+Table of Contents
DIConverters
Overview
DIConverters supplies 144 character set encodings with two complementary functions each, adding up to a total of more than 288 character conversion functions:
- to decode from encoding to Unicode.
- to encode from Unicode to encoding.
All conversion are fully native and require no DLL or system dependencies. Applications build with DIConverters therefore run on all Win32 platforms starting from (and including!) Windows 95.
The converter functions allow for smart-linking: Only those functions used by the application are actually included into the executable. This keeps applications small when only one or a few character conversions are needed.
Click here for a listing character sets and encodings supported by DIConverters.
Using DIConverters
All conversions take place on a Unicode character base. In multi-byte character encodings, a single Unicode character is represented by one or more bytes.
DIConverters can be used by DIUnicode, which contains comfortable classes with automatic character conversion for both reading and writing Unicode text. With DIUnicode, all text operations take place on a WideChar / WideString basis regardless of the actual text encoding. This allows applications to use the very same import / export routine on all 144 character sets and encodings.
Conversion Preparations
Functions for both direct decoding and encoding require a conversion state variable of type conv_t, which is a record structure defined in DIConverters.pas. Before actually starting a direct character coding, this variable must be initialized with zeros. Applications can easily accomplished this with the following standard Pascal call:
var conv: conv_struct; begin FillChar(conv, SizeOf(conv), 0);
You can then proceed using the decoding and encoding functions described below.
Reading with Unicode Decoding
The function prototype to decode multi-byte encodings to Unicode is:
xxx_mbtowc = function( const conv: conv_t; var pwc: ucs4_t; const s: Pointer; const n: Integer): Integer;
The xxx stands for the actual character encoding, like utf8_mbtowc.
It converts the byte sequence starting at s to a Unicode code point. Up to n bytes must be available at s, and n >= 1. The Unicode representation is stored in pwc.
The function's return value indicates if the conversion was successful:
- number of bytes consumed: Success, a wide character was read.
- -1: The byte sequence at s is invalid.
- -2: The number of bytes n is too small.
- -2-(number of bytes consumed): Only a shift sequence was read.
A few encodings may require xxx_mbtowc to be combined with xxx_flushwc:
xxx_flushwc = function( const conv: conv_t; var pwc: ucs4_t): Integer;
xxx_flushwc returns to the initial state and stores the pending wide character, if any.

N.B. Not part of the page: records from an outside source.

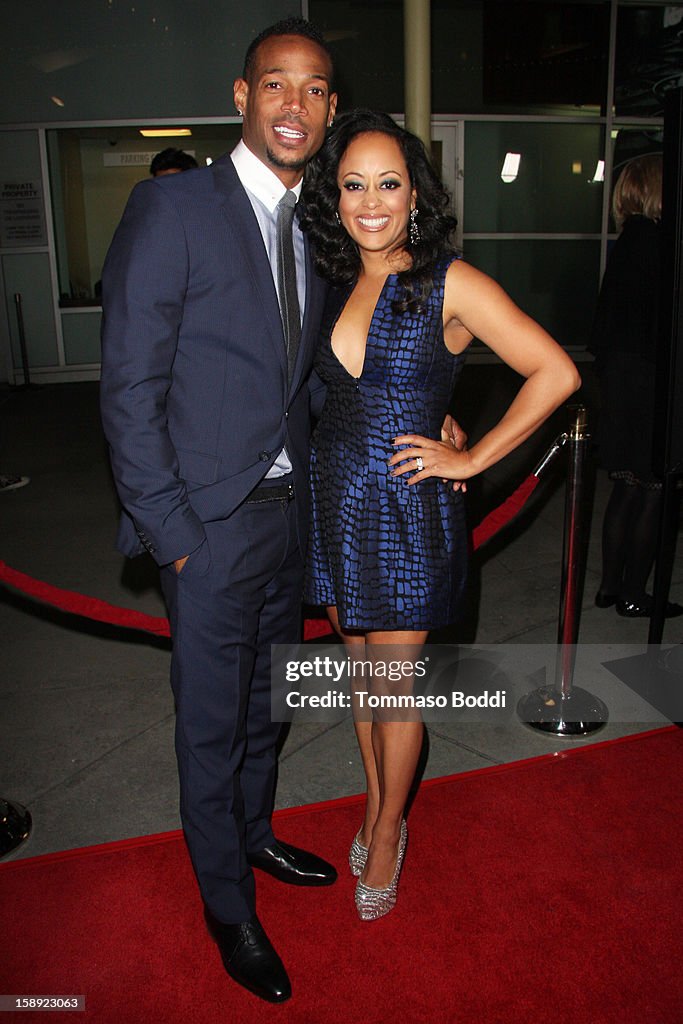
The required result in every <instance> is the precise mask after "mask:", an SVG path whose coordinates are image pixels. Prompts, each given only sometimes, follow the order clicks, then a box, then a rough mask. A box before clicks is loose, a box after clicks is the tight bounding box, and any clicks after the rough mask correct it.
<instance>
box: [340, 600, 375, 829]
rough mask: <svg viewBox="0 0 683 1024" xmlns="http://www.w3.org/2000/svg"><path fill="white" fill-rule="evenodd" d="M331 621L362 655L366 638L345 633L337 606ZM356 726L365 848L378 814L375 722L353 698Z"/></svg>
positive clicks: (354, 697)
mask: <svg viewBox="0 0 683 1024" xmlns="http://www.w3.org/2000/svg"><path fill="white" fill-rule="evenodd" d="M328 614H329V616H330V622H331V623H332V625H333V626H334V628H335V630H336V632H337V633H338V634H339V636H340V637H341V638H342V640H343V641H344V644H345V646H346V647H347V648H348V650H349V653H350V654H351V655H352V656H357V657H358V658H362V657H364V655H365V652H366V637H365V634H362V633H345V632H344V631H343V630H342V628H341V627H340V625H339V617H338V615H337V609H336V608H328ZM352 707H353V726H354V728H355V736H356V739H357V741H358V750H359V751H360V760H361V761H362V768H364V771H365V773H366V790H367V794H368V799H367V802H366V816H365V818H364V822H362V826H361V828H360V834H359V840H360V843H361V844H362V845H364V846H365V847H369V846H370V843H371V841H372V838H373V826H374V824H375V820H376V818H377V815H378V813H379V806H380V786H379V779H378V777H377V765H376V762H375V751H374V749H373V723H372V721H366V720H365V719H367V715H366V716H364V715H362V714H361V713H360V709H359V707H358V702H357V699H356V698H355V697H352Z"/></svg>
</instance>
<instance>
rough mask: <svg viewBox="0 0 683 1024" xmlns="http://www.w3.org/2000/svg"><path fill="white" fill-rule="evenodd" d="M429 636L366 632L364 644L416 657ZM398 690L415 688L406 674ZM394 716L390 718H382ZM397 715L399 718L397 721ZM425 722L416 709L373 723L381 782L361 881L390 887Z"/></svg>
mask: <svg viewBox="0 0 683 1024" xmlns="http://www.w3.org/2000/svg"><path fill="white" fill-rule="evenodd" d="M426 639H427V633H426V632H415V633H414V632H400V633H388V632H387V633H385V632H382V633H369V634H368V635H367V637H366V640H367V643H368V644H369V645H370V646H371V648H372V647H373V645H375V644H377V645H379V644H392V645H393V646H394V647H395V648H396V650H395V651H392V657H395V656H396V653H397V651H398V649H400V651H401V653H400V658H401V659H404V660H405V662H411V660H414V659H415V658H416V657H417V656H418V654H419V652H420V650H421V648H422V646H423V645H424V643H425V640H426ZM397 689H399V690H400V691H401V692H411V693H412V692H413V678H412V677H411V678H408V677H405V678H404V679H403V681H402V683H401V684H400V686H399V687H397ZM387 718H388V719H391V718H393V719H394V720H393V721H390V720H389V721H387V720H386V719H387ZM396 718H400V719H401V720H400V721H396ZM423 732H424V726H423V724H422V720H421V718H420V716H419V714H418V713H417V712H415V713H413V714H412V715H409V714H405V713H404V712H403V713H400V715H398V716H397V715H396V714H395V713H391V714H390V715H388V716H386V715H385V716H381V715H380V716H376V717H375V720H374V721H373V725H372V741H373V751H374V754H375V764H376V766H377V775H378V782H379V810H378V814H377V818H376V821H375V825H374V828H373V835H372V842H371V844H370V848H369V853H368V862H367V864H366V868H365V870H364V872H362V874H361V881H362V882H364V883H365V884H366V885H367V886H371V887H372V888H373V889H383V888H385V887H386V886H388V885H389V883H390V882H391V879H392V877H393V872H394V869H395V866H396V855H397V851H398V840H399V838H400V822H401V819H402V817H403V813H404V810H405V802H407V801H408V795H409V793H410V790H411V785H412V783H413V779H414V778H415V772H416V769H417V766H418V760H419V758H420V751H421V750H422V738H423Z"/></svg>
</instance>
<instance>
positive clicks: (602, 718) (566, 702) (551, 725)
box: [517, 686, 609, 736]
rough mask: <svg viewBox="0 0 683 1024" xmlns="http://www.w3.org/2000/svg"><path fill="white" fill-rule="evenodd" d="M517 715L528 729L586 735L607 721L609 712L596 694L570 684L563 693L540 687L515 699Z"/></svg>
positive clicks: (547, 687)
mask: <svg viewBox="0 0 683 1024" xmlns="http://www.w3.org/2000/svg"><path fill="white" fill-rule="evenodd" d="M517 715H518V716H519V718H520V719H521V720H522V722H524V723H525V724H526V725H528V726H530V728H531V729H539V730H540V731H541V732H549V733H551V734H552V735H555V736H586V735H588V733H590V732H596V731H597V730H598V729H602V727H603V726H604V725H606V724H607V719H608V717H609V712H608V711H607V706H606V705H605V703H603V702H602V700H601V699H600V698H599V697H596V696H594V695H593V694H592V693H589V692H588V690H584V689H582V687H581V686H572V687H571V690H570V691H569V693H568V694H567V695H566V696H564V697H563V696H562V693H561V692H560V690H558V689H555V688H552V687H549V686H542V687H541V688H540V689H538V690H533V691H532V692H531V693H527V694H526V696H525V697H521V698H520V699H519V701H518V702H517Z"/></svg>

The result is 1 (if a wide character was read) or 0 if none was pending.
Calling xxx_flushwc is not required for most encodings.
Writing with Unicode Encoding
The function prototype to encode a Unicode code point to multi-byte is:
xxx_wctomb = function( const conv: conv_t; const r: Pointer; const wc: ucs4_t; const n: Integer): Integer;
The xxx stands for the actual character encoding, like utf8_mbtowc.
The function converts the wide character wc to the character set xxx, and stores the result beginning at r. Up to n bytes may be written at r. n is >= 1.
The function's result is the number of bytes written, or -1 if invalid, or -2 if n is too small.
To write any pending characters and return to the original state, a call to xxx_reset may be required for some encodings:
xxx_reset = function( const conv: conv_t; const r: Pointer; const n: Integer): Integer;
It stores a shift sequences returning to the initial state beginning at r. Up to n bytes may be written at r. n is >= 0. It returns the number of bytes written, or -2 if n is too small.